Shop fitting is one of the creative trades in the building industry. Shop fitters make, assemble and fit display boards, showcases, counters, shelves and cupboards in shops or businesses.
They interpret interior designers’ or architects’ drawings to determine the exact specifications and order the required quantities and types of material. They shape the wood and fittings using power tools in a machine shop or with hand tools at the workbench. They build, assemble and fit these components into the required positions. They paint, stain or polish the finished articles and add the necessary trimmings.
Some shop fitters manufacture metal fittings such as grilles, banisters and hand rails in a metal shop, and fit these where required. They are sometimes also required to perform minor repairs on fittings.
Schooling & School Subjects
Grade 9 Certificate
Some employers prefer higher qualifications
There are three ways to qualify as a registered artisan:
1. An apprenticeship is a fixed contract between company and apprentice, ranging in duration from between 18 months and 4 years. At the end of the contract, the apprentice writes a trade test leading to professional certification.
2. A learnership is a structured learning programme ranging from about a year to 3 years. A learnership comprises theoretical and practical training. Practical training is conducted on site (on the premises of the organisation). This has the advantage that the learner gets experience whilst training.

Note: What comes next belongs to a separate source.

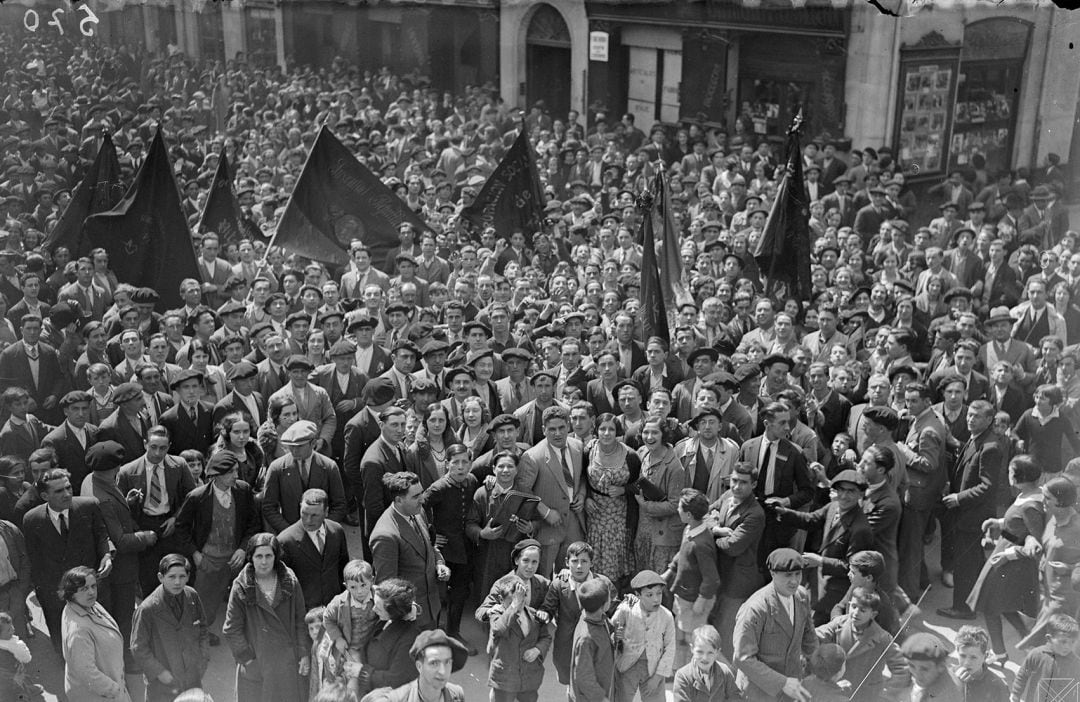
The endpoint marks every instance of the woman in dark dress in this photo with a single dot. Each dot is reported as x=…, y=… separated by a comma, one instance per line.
x=1009, y=584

3. TVET colleges offer theoretical training to prospective artisans via the new National Certificate Vocational (NCV). During this 3-year programme (levels 2 to 4), learners complete a school-leaving certificate (NCV) similar to the new National Senior Certificate (NSC) in schools. They are also exposed to a practical workshop component.
All learners are required to complete a practical internship under the supervision of an experienced artisan. As an alternative to doing the full qualification, a learner can apply to do a skills programme at a TVET College. Skills programmes are short practical hands-on courses.
For more information about qualifications and skills programmes, contact your nearest TVET College. TVET Colleges are accredited and funded by a SETA (Sector Education and Training Authority) such as MerSETA or ChietaSETA. They also receive bursary funding through the National Student Financial Aid Scheme (NSFAS) for the NCV programme.